Friday, April 6, 2012

~an Easter dessert & winners announced~

 If you love Cadburry eggs as much as I do, you will love these brownies!


Cream Egg Brownies

YIELD: 16 brownies
TOTAL TIME: 3 hours

Ingredients:

For Brownies:
2/3 cup flour
2 tablespoons dark or dutch processed cocoa powder
1/2 teaspoon salt
6 ounces milk chocolate, chopped
1/2 cup (1 stick) unsalted butter, cut into cubes
1/4 cup granulated sugar
1/2 cup light brown sugar, packed
2 large eggs, at room temperature, lightly beaten
1 teaspoon vanilla extract
For Cream Filling:
1/4 cup light corn syrup
2 tablespoons unsalted butter, room temperature
1/2 teaspoon vanilla extract
1/8 teaspoon salt
1 1/2 cups powdered sugar
For Glaze:
3 ounces milk chocolate, chopped
2 tablespoons unsalted butter, cut into cubes

directions:

Preheat oven to 350ºF. Line the bottom and sides of a 8-by-8-inch pan with parchment paper, leaving a slight overhang on two edges.
Sift together flour, cocoa, and salt in a small bowl and set aside.
Melt chocolate and butter in a double boiler or a medium-large bowl set over gently simmering water. Stir until smooth, then remove from heat. Whisk in sugars and stir until dissolved and mixture has cooled slightly.
Whisk in eggs and vanilla extract until just combined (do not over mix). Sprinkle flour mixture over top and fold in to chocolate mixture using a large rubber spatula until just incorporated. Pour into prepared pan.
Bake for 25 to 30 minutes or until toothpick inserted into the middle comes out clean. Transfer pan to a wire rack and allow to cool completely.
For cream filling, beat together corn syrup, butter, vanilla, and salt on medium-high speed until smooth. Add powdered sugar, a little bit at a time, mixing until creamy. Dump 3/4 of the cream mixture on top of cooled brownies and spread into an even layer. Add a drop of yellow food coloring to remaining cream mixture and stir until evenly colored. Drop dollops of yellow cream on top of white layer, and then swirl gently with a spatula. Refrigerate for at least 2 hours or until set.
Gently melt chocolate and butter together in a double boiler or a small saucepan set over low heat. Stir until smooth. Pour over cream filling, carefully spreading into a thin, even layer.
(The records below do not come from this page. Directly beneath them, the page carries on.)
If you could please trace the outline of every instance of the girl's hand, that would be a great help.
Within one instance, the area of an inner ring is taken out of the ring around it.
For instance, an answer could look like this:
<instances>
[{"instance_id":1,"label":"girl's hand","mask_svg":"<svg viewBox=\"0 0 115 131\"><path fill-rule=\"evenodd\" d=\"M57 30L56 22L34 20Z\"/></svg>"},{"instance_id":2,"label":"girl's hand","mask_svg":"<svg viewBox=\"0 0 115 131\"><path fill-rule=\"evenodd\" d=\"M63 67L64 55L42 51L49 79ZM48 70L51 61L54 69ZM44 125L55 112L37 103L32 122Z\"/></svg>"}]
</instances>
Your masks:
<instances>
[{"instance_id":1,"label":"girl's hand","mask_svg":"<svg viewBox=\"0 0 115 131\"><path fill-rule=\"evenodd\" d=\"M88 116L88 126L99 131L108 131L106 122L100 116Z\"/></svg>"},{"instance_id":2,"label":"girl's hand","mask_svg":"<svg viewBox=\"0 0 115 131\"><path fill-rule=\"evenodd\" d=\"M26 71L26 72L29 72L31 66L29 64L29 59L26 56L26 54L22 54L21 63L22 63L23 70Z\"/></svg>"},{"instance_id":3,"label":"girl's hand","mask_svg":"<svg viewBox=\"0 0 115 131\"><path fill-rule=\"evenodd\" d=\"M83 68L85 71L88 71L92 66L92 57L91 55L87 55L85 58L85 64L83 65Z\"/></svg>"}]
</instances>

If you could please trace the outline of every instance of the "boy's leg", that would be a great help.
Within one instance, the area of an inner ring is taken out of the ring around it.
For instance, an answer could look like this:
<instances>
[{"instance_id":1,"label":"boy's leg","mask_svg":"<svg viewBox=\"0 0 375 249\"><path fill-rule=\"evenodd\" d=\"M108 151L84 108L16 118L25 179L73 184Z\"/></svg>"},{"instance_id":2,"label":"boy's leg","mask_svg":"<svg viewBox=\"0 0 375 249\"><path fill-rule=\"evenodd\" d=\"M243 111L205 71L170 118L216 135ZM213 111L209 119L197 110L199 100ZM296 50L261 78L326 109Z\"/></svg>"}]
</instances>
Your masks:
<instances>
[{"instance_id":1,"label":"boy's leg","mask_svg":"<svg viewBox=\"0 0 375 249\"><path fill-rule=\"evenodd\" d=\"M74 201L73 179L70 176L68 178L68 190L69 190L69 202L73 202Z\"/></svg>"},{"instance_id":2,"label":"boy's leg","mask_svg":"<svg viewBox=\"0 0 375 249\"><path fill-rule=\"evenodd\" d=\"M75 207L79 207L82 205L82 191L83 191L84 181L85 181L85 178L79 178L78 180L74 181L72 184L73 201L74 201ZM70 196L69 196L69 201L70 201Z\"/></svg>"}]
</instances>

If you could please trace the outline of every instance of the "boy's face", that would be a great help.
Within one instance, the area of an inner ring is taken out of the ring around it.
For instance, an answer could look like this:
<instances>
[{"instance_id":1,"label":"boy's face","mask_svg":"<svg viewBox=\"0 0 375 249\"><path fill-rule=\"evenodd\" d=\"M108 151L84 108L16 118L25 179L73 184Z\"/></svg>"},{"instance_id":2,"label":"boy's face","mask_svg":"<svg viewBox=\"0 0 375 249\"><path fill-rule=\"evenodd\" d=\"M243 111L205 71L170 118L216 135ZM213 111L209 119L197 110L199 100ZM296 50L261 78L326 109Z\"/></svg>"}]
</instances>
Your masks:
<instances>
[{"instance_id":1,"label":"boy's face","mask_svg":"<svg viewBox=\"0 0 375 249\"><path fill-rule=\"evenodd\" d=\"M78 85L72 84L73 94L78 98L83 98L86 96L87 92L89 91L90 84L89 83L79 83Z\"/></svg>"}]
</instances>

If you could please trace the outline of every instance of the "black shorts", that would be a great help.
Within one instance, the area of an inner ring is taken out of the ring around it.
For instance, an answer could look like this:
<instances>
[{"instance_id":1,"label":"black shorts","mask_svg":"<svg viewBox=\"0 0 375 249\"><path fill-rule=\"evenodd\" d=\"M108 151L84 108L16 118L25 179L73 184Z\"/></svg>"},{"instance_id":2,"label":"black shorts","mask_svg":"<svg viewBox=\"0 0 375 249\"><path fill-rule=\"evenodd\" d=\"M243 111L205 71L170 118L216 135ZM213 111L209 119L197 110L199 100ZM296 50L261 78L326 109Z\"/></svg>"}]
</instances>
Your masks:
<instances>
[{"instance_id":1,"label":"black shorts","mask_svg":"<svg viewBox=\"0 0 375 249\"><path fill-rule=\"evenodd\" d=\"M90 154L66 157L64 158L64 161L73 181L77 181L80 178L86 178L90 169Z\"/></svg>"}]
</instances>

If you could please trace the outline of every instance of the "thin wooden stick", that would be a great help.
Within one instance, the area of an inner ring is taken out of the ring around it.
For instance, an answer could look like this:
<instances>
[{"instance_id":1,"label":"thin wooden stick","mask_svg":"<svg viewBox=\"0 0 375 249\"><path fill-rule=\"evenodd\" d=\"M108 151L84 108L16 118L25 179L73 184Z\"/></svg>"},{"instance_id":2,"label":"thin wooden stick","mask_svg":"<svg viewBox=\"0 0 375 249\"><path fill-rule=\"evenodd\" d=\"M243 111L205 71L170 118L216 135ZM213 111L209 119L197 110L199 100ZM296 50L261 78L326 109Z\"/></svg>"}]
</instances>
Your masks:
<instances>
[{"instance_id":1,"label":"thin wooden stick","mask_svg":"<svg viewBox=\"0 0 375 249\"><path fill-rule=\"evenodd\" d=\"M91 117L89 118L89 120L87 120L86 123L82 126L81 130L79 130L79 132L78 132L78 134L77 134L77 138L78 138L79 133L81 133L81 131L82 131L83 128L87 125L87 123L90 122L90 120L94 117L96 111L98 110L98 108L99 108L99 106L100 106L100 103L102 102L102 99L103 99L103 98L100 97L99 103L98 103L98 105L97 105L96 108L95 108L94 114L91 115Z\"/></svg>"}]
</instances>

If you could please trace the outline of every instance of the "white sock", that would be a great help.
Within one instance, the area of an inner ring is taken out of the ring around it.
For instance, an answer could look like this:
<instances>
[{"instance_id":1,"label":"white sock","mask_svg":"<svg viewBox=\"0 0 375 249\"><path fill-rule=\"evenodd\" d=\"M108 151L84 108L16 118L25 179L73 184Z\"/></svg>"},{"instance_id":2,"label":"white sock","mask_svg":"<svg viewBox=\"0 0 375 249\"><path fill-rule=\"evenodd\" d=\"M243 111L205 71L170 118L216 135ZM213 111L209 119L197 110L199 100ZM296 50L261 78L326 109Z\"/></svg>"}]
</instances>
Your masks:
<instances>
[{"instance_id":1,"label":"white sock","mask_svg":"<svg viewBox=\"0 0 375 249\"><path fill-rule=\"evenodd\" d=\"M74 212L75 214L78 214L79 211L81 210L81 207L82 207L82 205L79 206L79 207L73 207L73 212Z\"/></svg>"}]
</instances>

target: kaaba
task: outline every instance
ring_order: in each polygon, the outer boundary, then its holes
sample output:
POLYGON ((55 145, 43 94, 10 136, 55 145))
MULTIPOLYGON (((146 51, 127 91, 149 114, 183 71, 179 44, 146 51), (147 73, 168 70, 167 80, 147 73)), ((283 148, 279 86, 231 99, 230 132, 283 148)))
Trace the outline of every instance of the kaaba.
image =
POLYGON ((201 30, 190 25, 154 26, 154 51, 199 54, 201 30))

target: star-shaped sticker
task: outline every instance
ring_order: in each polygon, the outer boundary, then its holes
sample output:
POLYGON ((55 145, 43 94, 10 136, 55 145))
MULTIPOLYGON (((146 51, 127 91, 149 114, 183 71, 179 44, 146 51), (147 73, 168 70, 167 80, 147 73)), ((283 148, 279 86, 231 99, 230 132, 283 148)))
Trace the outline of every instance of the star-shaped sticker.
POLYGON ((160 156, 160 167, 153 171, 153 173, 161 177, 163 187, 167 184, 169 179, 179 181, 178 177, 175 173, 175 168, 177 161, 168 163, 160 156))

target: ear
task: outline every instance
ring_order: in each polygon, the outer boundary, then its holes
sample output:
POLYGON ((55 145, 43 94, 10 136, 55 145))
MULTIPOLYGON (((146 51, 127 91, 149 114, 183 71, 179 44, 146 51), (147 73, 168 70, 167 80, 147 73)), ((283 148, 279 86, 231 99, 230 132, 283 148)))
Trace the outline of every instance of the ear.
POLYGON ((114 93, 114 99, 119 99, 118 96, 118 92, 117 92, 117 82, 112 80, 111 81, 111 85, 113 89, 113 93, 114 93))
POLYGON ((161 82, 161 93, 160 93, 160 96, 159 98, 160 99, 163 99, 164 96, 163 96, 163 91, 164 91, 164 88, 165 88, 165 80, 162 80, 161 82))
Return to refrigerator and chill until set, at least 30 minutes, or overnight if possible (brownies are best when chilled overnight).
Remove brownies from pan using the edges of the parchment paper to lift the entire block out of the pan. Using a large sharp knife, cut into 2-inch squares. Brownies will keep, refrigerated in an airtight container, for up to 5 days.
{recipe found here}

Using Random.org I have chosen the winners for the Annie Sloan paint giveaway and the 3 winners for the Febreze giveaway!
If you are a winner please email me your shipping address.
lakeliving4@msn.com


The winner of the Annie Sloan chalk paint in Antoinette, 3 brushes, and 2 waxes can be found here.
And here are the winners of the Febreze giveaway:
here
here
and
here
xoxo

11 comments:

Tricia said...

You are the Devil. I mean that in the nicest way possible ; o )

Myplace4tea said...

Ooooo I love dessert! And These brownies look sooo good!
I will make them this weekend. Thank you for sharing, and happy Easter to you and your family. Enjoy!


Angela

Cheryl said...

I can't find the winners on the links I clicked on?
Cheryl

Anonymous said...

Those flowers are BEAUTIFUL!!

Heather

Pristine Cristine said...

Cadbury eggs are my favorite ;-) Now I don't have to wait for the Easter season to enjoy them! Thanks for the recipe.

Cristine

The Country Nest said...

What a cute idea to click on the blogs!!! The brownies look so so yummy.
Happy Easter,
Donna

Twinkle Terrior said...

Cream egg brownies? Pretty flowers? I'm in heaven! Love your blog and talent. GOd bless

Fancy said...

These look amazing!

live by the sun, luv by the moon said...

I am completely ignoring the recipe...clearing my mind of the yummy photos as I type. Why you ask? Well, I had to purchase 3...yes THREE sets of Cadberry eggs for my kids as I ate the first two sets! I MUST REFRAIN!

Anonymous said...

I have a question. Do you have to have a blog in order to win the giveaways? I've only been following you a short time, but I notice all the winners have a blog.

Thanks!

DELIGHTFUL CURIOSITY said...

THIS RECIPE LOOKS FABULOUS, I CAN'T WAIT TO TRY IT THANK YOU FOR SHARING!!